- The Washington Times - Tuesday, November 8, 2016

ANALYSIS/OPINION:

Virginia Gov. Terry McAuliffe pardoned 60,000 felons – enough to swing the state’s presidential election – just in time for them to register to vote for the 2016 presidential contest.

Now, a voter fraud group is requesting information on those voters, as Mr. McAuliffe pardoned them with an auto-pen despite a state court’s requirement that an individualized determination be made for each felon.

The Public Interest Legal Foundation wants to ensure the 60,000 felons Mr. McAuliffe pardoned were personally reviewed and approved, per state law.

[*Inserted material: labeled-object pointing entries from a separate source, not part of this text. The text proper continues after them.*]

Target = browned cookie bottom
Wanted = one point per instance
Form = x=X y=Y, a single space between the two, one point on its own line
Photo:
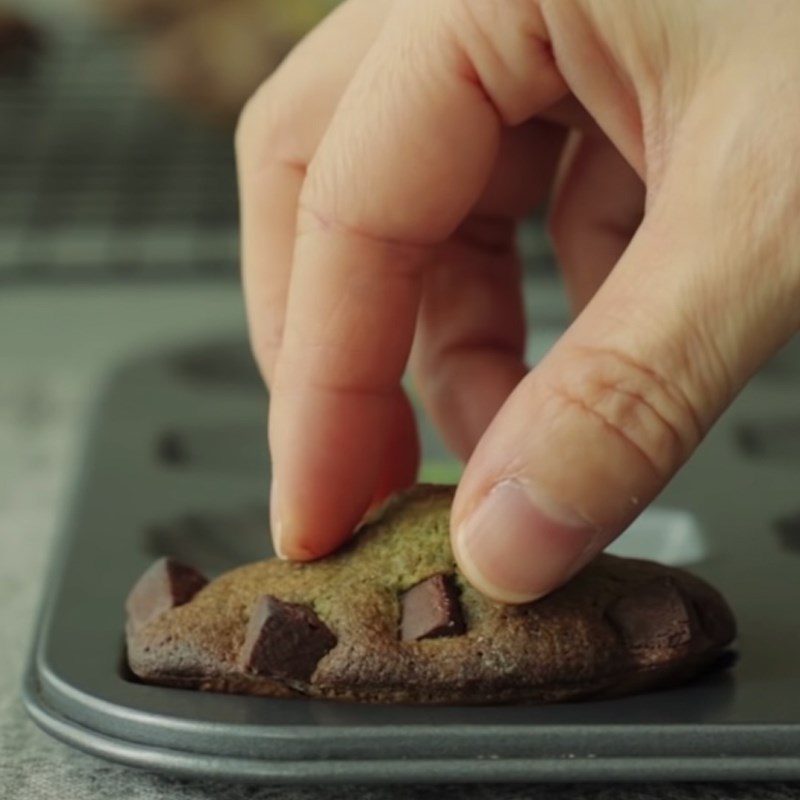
x=390 y=619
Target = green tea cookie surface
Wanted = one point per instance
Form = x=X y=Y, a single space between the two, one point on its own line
x=390 y=619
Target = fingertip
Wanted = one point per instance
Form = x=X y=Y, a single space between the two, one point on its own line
x=516 y=546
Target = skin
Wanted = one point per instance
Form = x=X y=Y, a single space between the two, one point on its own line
x=383 y=169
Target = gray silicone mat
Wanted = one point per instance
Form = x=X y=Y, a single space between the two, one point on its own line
x=176 y=463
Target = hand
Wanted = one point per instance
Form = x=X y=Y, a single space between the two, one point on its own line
x=383 y=169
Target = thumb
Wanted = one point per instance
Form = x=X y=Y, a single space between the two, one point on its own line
x=598 y=427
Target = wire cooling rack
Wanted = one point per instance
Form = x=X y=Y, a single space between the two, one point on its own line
x=100 y=181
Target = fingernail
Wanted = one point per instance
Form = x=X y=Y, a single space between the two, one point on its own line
x=518 y=545
x=276 y=524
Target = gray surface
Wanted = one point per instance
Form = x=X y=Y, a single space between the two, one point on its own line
x=38 y=409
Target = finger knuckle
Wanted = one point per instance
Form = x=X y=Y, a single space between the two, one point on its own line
x=633 y=402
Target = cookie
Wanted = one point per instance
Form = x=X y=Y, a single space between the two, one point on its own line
x=389 y=619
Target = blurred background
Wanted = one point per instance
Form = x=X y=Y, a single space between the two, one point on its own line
x=116 y=121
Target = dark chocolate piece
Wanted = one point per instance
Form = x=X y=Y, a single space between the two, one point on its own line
x=789 y=531
x=284 y=640
x=165 y=584
x=431 y=609
x=20 y=41
x=655 y=615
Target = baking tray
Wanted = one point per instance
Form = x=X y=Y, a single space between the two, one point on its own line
x=176 y=463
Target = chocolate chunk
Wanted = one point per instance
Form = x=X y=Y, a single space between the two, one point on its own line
x=284 y=640
x=789 y=532
x=655 y=615
x=431 y=609
x=19 y=41
x=165 y=584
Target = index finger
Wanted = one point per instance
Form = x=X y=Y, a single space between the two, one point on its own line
x=408 y=152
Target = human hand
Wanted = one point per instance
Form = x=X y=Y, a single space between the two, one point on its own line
x=382 y=171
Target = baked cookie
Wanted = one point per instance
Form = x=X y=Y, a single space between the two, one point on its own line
x=389 y=619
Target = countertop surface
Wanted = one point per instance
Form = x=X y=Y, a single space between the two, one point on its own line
x=55 y=346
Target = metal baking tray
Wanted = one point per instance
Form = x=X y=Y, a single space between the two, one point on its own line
x=177 y=464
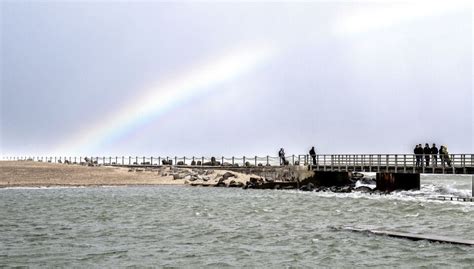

“Laws no longer matter to powerful people interested in keeping their power,” said J. Christian Adams, President and General Counsel of the Public Interest Legal Foundation, which wants to inspect list maintenance records regarding the tens of thousands of individuals recently given rights by the Governor. “We have asked state election officials to inspect records demonstrating the extent of the Governor’s lawlessness.”

Virginia’s political races have historically been determined by small margins. In 2014 Senate race was won by a mere 17,000 votes, and the contest for attorney general came down to 165 votes.

The Public Interest Legal Foundation has filed a federal lawsuit against Virginia’s Chesterfield County registrar Larry Haake, and Susan Reed, the registrar in the City of Manassas, for refusing to disclose election records.

After compiling the voter records in eight other counties in Virginia, the Foundation found more than 1,000 illegal immigrants were registered to vote. Those illegals were removed from the voter rolls.

Federal elections law requires election records to be made available to the public.